Savings: About $200 a year if you can cut just $17 from the monthly bill.
Bury the land line.
Do you really need another phone these days? Maybe it's time to unplug that land line for good. If your cell phone isn't enough, there's Skype, Google Voice, or magicJack. The only downside to not having a land line is that 911 dispatchers may have difficulty tracing your cell phone call, but the FCC has implemented rules that will fix this over the next two years.

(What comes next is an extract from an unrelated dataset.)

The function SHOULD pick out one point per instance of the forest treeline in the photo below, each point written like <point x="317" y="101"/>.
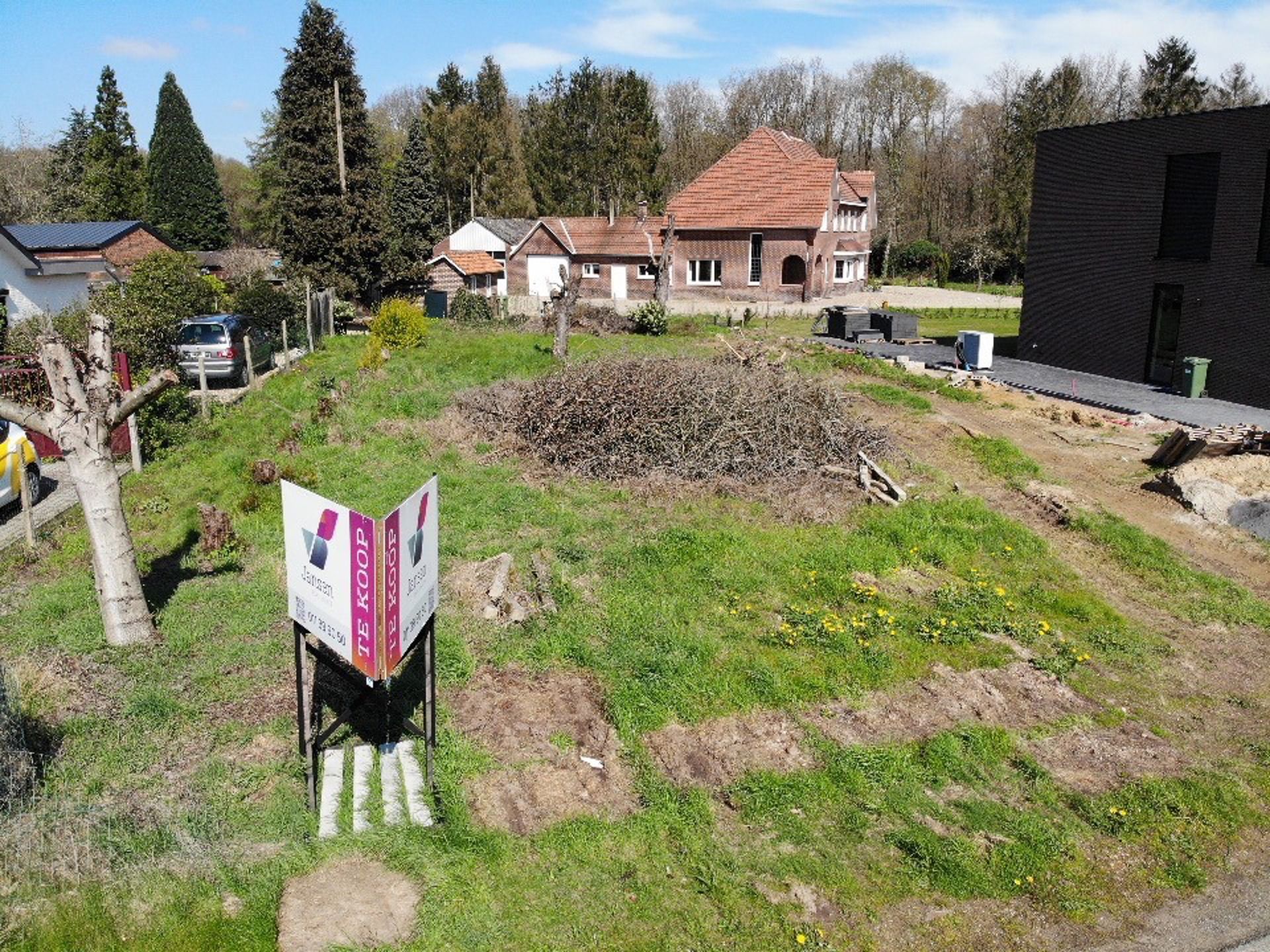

Savings: Cut your $25-a-month land line and you'll be $300 a year richer.
Work your way out of the gym membership.
According to the International Health, Racquet, and Sportsclub Association, the average gym membership is about $42 a month. Instead, work out on your own. You can get some exercise videos online, or join a free site like Livestrong or SparkPeople to plan exercise activities, plus track your calories and diet. You can also look for free or cheap used exercise equipment on Craigslist or Freecycle.
Savings: If you're paying the average membership fee, dropping it will buff up your savings by $500 a year.
Cut the cable.
Data from Bundle.com puts the average cost of cable at $50 a month without premium channels. You can watch sports live online at ESPN3, and many of your favorite shows are either on Hulu or network websites. And for less than $10 a month, you can stream all you want from Netflix. You can also borrow movies free from your local library.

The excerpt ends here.